\(\DeclareMathOperator{\expit}{expit}\) \(\DeclareMathOperator{\logit}{logit}\) \(\DeclareMathOperator*{\argmin}{\arg\!\min}\) \(\newcommand{\indep}{\perp\!\!\!\perp}\) \(\newcommand{\coloneqq}{\mathrel{=}}\) \(\newcommand{\R}{\mathbb{R}}\) \(\newcommand{\E}{\mathbb{E}}\) \(\newcommand{\M}{\mathcal{M}}\) \(\renewcommand{\P}{\mathbb{P}}\) \(\newcommand{\I}{\mathbb{I}}\) \(\newcommand{\1}{\mathbbm{1}}\)

7 The TMLE Framework

Jeremy Coyle

Based on the tmle3 R package.

7.1 Learning Objectives

By the end of this chapter, you will be able to

  1. Understand why we use TMLE for effect estimation.
  2. Use tmle3 to estimate an Average Treatment Effect (ATE).
  3. Understand how to use tmle3 “Specs” objects.
  4. Fit tmle3 for a custom set of target parameters.
  5. Use the delta method to estimate transformations of target parameters.

7.2 Introduction

In the previous chapter on sl3 we learned how to estimate a regression function like \(\mathbb{E}[Y \mid X]\) from data. That’s an important first step in learning from data, but how can we use this predictive model to estimate statistical and causal effects?

Going back to the roadmap for targeted learning, suppose we’d like to estimate the effect of a treatment variable \(A\) on an outcome \(Y\). As discussed, one potential parameter that characterizes that effect is the Average Treatment Effect (ATE), defined as \(\psi_0 = \mathbb{E}_W[\mathbb{E}[Y \mid A=1,W] - \mathbb{E}[Y \mid A=0,W]]\) and interpreted as the difference in mean outcome under when treatment \(A=1\) and \(A=0\), averaging over the distribution of covariates \(W\). We’ll illustrate several potential estimators for this parameter, and motivate the use of the TMLE (targeted maximum likelihood estimation; targeted minimum loss-based estimation) framework, using the following example data:

The small ticks on the right indicate the mean outcomes (averaging over \(W\)) under \(A=1\) and \(A=0\) respectively, so their difference is the quantity we’d like to estimate.

While we hope to motivate the application of TMLE in this chapter, we refer the interested reader to the two Targeted Learning books and associated works for full technical details.

7.3 Substitution Estimators

We can use sl3 to fit a Super Learner or other regression model to estimate the outcome regression function \(\mathbb{E}_0[Y \mid A,W]\), which we often refer to as \(\overline{Q}_0(A,W)\) and whose estimate we denote \(\overline{Q}_n(A,W)\). To construct an estimate of the ATE \(\psi_n\), we need only “plug-in” the estimates of \(\overline{Q}_n(A,W)\), evaluated at the two intervention contrasts, to the corresponding ATE “plug-in” formula: \(\psi_n = \frac{1}{n}\sum(\overline{Q}_n(1,W)-\overline{Q}_n(0,W))\).

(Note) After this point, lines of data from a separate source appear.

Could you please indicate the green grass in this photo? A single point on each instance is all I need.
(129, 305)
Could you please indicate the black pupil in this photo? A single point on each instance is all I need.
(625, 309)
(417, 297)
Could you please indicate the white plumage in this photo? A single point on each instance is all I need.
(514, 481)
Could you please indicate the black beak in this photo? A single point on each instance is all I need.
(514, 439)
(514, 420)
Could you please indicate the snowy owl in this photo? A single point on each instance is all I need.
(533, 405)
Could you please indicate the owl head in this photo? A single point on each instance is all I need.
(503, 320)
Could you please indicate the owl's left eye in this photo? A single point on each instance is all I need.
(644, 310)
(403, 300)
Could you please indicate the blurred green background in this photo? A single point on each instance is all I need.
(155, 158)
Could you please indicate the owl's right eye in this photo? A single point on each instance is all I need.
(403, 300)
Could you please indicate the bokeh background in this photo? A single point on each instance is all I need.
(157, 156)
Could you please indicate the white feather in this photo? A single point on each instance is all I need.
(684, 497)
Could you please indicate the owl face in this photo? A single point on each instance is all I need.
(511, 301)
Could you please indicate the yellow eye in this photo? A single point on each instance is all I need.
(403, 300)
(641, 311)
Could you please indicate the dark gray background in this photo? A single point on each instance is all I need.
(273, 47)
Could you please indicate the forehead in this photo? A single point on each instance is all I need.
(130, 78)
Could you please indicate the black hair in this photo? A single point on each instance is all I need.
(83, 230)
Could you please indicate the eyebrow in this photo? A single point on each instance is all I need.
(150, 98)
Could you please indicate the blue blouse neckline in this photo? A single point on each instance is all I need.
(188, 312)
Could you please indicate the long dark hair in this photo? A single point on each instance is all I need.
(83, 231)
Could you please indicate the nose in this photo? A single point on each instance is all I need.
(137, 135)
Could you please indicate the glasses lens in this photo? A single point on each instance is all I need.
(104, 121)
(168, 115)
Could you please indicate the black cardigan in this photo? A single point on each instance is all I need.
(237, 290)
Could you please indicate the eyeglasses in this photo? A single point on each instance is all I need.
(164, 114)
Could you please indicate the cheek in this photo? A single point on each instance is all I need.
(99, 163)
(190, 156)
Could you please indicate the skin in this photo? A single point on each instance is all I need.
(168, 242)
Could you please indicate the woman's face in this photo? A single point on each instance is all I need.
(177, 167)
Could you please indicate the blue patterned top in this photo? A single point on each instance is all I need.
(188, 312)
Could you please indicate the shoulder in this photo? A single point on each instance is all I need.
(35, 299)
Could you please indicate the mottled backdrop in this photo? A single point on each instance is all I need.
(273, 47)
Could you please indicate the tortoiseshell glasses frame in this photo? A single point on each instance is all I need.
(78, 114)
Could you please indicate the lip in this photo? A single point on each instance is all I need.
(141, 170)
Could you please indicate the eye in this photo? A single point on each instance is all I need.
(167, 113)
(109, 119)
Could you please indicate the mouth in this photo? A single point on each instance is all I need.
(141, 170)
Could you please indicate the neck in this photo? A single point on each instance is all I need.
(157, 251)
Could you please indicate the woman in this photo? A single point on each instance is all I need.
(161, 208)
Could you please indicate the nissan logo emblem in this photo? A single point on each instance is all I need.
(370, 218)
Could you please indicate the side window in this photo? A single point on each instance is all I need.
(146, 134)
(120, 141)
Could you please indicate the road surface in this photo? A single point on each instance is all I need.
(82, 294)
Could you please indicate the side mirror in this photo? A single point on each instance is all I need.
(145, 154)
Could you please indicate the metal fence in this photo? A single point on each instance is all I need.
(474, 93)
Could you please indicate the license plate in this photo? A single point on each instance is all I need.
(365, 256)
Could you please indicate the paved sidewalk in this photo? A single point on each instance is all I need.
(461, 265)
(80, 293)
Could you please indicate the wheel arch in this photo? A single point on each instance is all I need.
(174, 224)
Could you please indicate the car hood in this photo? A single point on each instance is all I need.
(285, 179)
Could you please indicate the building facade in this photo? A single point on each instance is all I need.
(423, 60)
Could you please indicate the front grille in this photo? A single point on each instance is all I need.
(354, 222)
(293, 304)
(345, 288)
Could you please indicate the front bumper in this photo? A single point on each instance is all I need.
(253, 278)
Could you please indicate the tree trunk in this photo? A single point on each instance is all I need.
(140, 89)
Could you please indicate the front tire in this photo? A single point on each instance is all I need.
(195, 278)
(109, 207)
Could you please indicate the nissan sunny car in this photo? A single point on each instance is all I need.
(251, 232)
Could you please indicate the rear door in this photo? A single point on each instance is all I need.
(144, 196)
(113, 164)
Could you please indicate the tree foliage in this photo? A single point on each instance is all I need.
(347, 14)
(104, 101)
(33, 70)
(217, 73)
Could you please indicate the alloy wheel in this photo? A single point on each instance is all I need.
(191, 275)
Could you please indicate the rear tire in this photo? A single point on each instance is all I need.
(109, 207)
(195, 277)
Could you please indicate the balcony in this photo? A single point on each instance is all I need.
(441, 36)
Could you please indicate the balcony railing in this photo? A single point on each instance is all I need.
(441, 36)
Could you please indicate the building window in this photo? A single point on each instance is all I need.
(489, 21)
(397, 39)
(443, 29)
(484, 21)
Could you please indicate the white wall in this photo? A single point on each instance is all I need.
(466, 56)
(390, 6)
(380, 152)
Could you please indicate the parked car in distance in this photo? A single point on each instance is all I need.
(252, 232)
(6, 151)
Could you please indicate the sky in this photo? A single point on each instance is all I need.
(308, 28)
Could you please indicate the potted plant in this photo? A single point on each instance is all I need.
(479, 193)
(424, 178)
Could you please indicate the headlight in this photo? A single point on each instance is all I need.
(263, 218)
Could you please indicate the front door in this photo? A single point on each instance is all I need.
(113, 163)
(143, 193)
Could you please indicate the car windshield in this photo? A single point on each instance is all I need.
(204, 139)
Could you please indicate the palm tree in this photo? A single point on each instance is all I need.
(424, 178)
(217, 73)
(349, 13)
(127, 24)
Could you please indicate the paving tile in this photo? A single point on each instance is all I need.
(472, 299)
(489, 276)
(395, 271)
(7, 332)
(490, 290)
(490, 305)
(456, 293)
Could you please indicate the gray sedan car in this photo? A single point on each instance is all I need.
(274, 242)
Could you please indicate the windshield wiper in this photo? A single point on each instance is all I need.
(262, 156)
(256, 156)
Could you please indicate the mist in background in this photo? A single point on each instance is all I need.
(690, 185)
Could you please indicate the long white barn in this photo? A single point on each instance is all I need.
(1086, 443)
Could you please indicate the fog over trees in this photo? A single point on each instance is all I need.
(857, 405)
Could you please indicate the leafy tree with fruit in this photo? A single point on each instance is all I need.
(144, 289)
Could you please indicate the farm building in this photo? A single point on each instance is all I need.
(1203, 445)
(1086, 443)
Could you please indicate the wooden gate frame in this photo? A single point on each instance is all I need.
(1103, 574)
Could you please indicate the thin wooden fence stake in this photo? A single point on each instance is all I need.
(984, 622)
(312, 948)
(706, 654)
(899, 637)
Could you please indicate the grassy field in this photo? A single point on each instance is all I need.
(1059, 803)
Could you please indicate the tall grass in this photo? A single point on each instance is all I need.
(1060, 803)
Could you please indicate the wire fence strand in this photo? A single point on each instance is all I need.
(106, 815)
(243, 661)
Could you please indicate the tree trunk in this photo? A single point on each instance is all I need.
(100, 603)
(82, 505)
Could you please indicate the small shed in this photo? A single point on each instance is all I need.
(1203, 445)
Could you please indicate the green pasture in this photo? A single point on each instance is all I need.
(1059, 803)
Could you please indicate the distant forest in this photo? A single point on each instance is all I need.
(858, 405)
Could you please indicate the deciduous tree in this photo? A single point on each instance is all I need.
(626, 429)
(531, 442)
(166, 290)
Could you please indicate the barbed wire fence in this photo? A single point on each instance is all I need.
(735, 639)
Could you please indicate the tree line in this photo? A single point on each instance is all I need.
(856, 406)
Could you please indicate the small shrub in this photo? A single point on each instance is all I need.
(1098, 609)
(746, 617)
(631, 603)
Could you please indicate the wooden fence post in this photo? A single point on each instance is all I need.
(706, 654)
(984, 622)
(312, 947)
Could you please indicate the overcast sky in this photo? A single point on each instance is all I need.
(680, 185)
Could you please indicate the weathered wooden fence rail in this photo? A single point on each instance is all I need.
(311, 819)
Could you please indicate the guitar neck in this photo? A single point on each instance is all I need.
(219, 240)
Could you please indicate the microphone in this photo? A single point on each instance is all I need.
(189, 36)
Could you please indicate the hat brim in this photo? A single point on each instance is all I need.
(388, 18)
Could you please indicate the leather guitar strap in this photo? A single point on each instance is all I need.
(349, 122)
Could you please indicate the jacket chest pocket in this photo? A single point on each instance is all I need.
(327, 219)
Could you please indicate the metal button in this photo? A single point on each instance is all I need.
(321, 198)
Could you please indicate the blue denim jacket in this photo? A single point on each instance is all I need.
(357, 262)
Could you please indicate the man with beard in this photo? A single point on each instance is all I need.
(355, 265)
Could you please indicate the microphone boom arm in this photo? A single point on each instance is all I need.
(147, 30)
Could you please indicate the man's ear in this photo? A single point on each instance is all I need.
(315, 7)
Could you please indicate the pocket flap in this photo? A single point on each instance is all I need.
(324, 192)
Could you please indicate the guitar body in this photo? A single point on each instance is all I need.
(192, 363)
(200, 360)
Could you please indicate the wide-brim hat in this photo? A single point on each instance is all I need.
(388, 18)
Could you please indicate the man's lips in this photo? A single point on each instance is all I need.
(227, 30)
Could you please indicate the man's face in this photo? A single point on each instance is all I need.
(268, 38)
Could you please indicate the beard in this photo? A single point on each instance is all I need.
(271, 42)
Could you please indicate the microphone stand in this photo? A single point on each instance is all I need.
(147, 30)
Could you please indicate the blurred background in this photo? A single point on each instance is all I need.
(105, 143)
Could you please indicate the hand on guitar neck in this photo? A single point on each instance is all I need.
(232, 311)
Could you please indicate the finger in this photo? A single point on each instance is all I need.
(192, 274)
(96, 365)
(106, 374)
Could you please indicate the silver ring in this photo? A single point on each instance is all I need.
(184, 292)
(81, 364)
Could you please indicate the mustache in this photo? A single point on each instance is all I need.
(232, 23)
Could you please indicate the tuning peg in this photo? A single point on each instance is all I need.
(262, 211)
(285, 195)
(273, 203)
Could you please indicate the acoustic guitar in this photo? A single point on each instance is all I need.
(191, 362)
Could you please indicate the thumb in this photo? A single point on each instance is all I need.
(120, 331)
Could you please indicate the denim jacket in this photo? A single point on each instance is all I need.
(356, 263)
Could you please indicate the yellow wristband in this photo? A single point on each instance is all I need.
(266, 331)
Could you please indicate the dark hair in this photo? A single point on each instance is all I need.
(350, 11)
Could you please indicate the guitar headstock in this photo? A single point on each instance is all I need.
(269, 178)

This kind of estimator is called a plug-in or substitution estimator, since accurate estimates \(\psi_n\) of the parameter \(\psi_0\) may be obtained by substituting estimates \(\overline{Q}_n(A,W)\) for the relevant regression functions \(\overline{Q}_0(A,W)\) themselves.

Applying sl3 to estimate the outcome regression in our example, we can see that the ensemble machine learning predictions fit the data quite well:

The solid lines indicate the sl3 estimate of the regression function, with the dotted lines indicating the tmle3 updates (described below).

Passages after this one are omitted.